Today, for instance, KBE puts are trading at nearly six times the average intraday pace, with roughly 6,400 contracts on the tape. Per Trade-Alert, this marks the second straight day of elevated activity at the ETF's June 41 put. Specifically, one block of 5,000 June 41 puts was bought to open yesterday for $2.10 apiece, while it looks like a 5,500-contract lot was seemingly purchased to open today for $1.90 each. In other words, these put buyers each paid $1.05 million (number of contracts * premium paid * 100 shares per contract) to bet on a move below $41 by June options expiration.

This penchant for puts is echoed among short-term traders, based on KBE's Schaeffer's put/call open interest ratio (SOIR) of 1.45 -- in the 66th annual percentile -- meaning puts outweigh calls among options expiring in three months or less. This slightly elevated reading is likely due to the large amount of open interest at KBE's March 40 put, where 7,563 contracts currently reside. Trade-Alert indicates the bulk of these options were bought to open in early December, when the shares were hovering near $42.

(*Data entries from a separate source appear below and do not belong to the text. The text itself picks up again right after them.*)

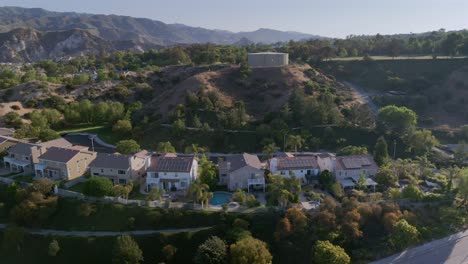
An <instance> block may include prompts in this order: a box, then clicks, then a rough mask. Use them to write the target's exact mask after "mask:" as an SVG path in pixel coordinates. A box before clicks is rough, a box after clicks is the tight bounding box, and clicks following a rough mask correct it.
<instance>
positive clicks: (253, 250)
mask: <svg viewBox="0 0 468 264" xmlns="http://www.w3.org/2000/svg"><path fill="white" fill-rule="evenodd" d="M230 249H231V263H232V264H270V263H271V260H272V256H271V254H270V252H269V251H268V248H267V245H266V243H265V242H263V241H261V240H258V239H255V238H253V237H247V238H244V239H241V240H239V241H237V242H236V243H235V244H232V245H231V246H230Z"/></svg>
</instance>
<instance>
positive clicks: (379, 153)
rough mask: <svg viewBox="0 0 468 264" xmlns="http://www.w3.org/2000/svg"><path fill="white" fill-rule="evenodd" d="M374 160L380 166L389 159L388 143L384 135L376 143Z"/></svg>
mask: <svg viewBox="0 0 468 264" xmlns="http://www.w3.org/2000/svg"><path fill="white" fill-rule="evenodd" d="M374 160H375V162H376V163H377V164H378V165H379V166H382V165H384V164H385V163H387V162H388V161H389V156H388V145H387V141H385V138H384V137H383V136H381V137H379V138H378V139H377V143H375V148H374Z"/></svg>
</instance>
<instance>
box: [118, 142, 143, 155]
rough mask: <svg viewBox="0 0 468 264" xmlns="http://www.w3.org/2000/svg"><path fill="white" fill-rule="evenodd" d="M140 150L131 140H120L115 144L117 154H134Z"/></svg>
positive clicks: (133, 142) (138, 147)
mask: <svg viewBox="0 0 468 264" xmlns="http://www.w3.org/2000/svg"><path fill="white" fill-rule="evenodd" d="M139 150H140V145H138V143H137V142H136V141H135V140H133V139H129V140H121V141H119V142H117V152H119V153H120V154H133V153H135V152H138V151H139Z"/></svg>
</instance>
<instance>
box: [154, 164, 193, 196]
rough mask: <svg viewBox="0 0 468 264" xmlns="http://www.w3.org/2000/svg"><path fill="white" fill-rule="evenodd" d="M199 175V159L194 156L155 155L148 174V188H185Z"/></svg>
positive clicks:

Now, it's certainly possible some of the activity at these out-of-the-money puts is a result of SPDR S&P Bank ETF (KBE) shareholders -- or those long bank stocks -- using options to hedge against any downside risk. Regardless, now appears to be an opportune time to purchase premium on KBE, as its Schaeffer's Volatility Index (SVI) of 24% ranks in the 22nd annual percentile. Simply stated, low volatility expectations are currently priced into the ETF's near-term options, a potential boon to buyers.